That's absolutely beautiful just from the first bars. I'll have to get my hands on his music. I love polyphonic music. Just downloaded Monteverdi's madrigals after our boy depro mentioned them. I want to be in a choir again.


----------



## Guest (Sep 10, 2018)

Fredx2098 said:


> I think we all know my favorite composer by now, but I think I'll make a point to check out the composers listed here.
> 
> How about some explanations?


Franz Joseph Haydn - best classical composer who ever lived who echoed the past (Stamitz, Vivaldi, Handel), was firmly grounded within the present day (contemporary of and friend to Mozart), and was instrumental in the genesis and evolution of all that followed in the future (instructor to Beethoven).
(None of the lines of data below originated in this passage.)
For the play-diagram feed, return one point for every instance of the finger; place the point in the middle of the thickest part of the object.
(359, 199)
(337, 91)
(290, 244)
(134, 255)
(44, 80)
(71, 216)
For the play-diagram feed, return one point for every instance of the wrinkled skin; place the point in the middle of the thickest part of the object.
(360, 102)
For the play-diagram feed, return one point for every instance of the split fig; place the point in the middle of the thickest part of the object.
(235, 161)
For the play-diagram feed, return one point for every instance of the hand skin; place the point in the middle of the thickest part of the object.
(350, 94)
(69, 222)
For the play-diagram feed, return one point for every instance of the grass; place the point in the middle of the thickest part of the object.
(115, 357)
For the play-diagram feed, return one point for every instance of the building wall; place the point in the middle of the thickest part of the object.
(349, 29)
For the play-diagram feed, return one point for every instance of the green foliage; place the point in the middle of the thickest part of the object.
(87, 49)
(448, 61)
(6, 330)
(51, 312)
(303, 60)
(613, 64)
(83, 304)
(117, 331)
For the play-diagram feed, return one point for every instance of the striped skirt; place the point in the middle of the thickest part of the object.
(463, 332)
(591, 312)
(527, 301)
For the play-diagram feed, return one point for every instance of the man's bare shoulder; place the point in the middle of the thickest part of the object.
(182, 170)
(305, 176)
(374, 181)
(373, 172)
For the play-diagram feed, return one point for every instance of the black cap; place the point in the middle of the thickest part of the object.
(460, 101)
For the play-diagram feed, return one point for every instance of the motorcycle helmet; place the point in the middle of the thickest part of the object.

He's generally considered to be both the "Father" of the symphony and the string quartet yet ironically was not actually the "father" of any children.

He married Maria Anna Keller, the elder sister of his first love who had become a nun. She turned out to be a spendthrift, bad-tempered, unattractive, did not care for music and was unable to have children. But if you're willing to overlook those qualities she was quite the catch, eh?

Lucky at composition - unlucky in love...

Haydn was the wittiest composer who ever lived, and among the most wildly inventive which naturally makes one assume that he may have actually been Canadian (someone may need to fact-check that last one as I'm fairly certain that I'm just making it up).

Favourite Haydn conductors - Bernstein ("London" and "Paris" symphonies;"Die Schöpfung") and Beecham (1956 English language recording of "The Seasons").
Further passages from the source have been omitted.